The next full moon was a sad affair. January’s moon was still fresh in my memory and made the return to dreary, washed out normality a visceral experience of deprivation. Another thing not just lost, but taken. I thought about the animals I see in my travels, the rabbits, the raccoons, the foxes and bats and skunks and groundhogs, in addition to the birds heard but unseen. I saw a rabbit sitting right in the middle of a streetlight’s glow, and wondered why. Did it feel safer in the light? I would assume they would try to remain unseen. Perhaps the nighthawks’ eyesight, evolved for darkness, was ill-suited to attacking prey in such light, especially when a miscalculation of distance could cause a deadly collision with the pavement. Or maybe these rabbits live mostly unmolested lives and do whatever they please.
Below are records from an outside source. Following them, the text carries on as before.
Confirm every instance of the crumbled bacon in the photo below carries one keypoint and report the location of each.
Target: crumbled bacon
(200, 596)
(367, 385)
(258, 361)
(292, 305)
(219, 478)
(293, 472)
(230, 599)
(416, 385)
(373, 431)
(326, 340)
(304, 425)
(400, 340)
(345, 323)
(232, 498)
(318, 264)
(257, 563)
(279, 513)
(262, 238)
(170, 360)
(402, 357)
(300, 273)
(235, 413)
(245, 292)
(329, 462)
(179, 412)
It occurred to me that these animals have lived for dozens of generations under streetlights, not knowing that it is unnatural, not knowing that there was once a time when the moon and stars dominated the sky. Their world just is. It has always been full of streetlights and cars and airplanes and inflatable lawn decorations and all the other beeping, blinking, blaring barbarity of suburban existence. Even as environmental change accelerates, they’ll likely die before noticing that things have gone off of the baseline they were born into. They don’t read articles about accelerating warming trends, or feedback cycles, or the explosion of light pollution. They may suffer the effects of these things, but they always have and always will, unto their likely very soon demise. I envy their ignorance of how they are wronged by the forces of climate change and thoughtless development. I pity their vulnerability to the worse yet to come. I am happy to know that at least some of them got to see a full moon, as it is meant to be seen, just once in their short lives.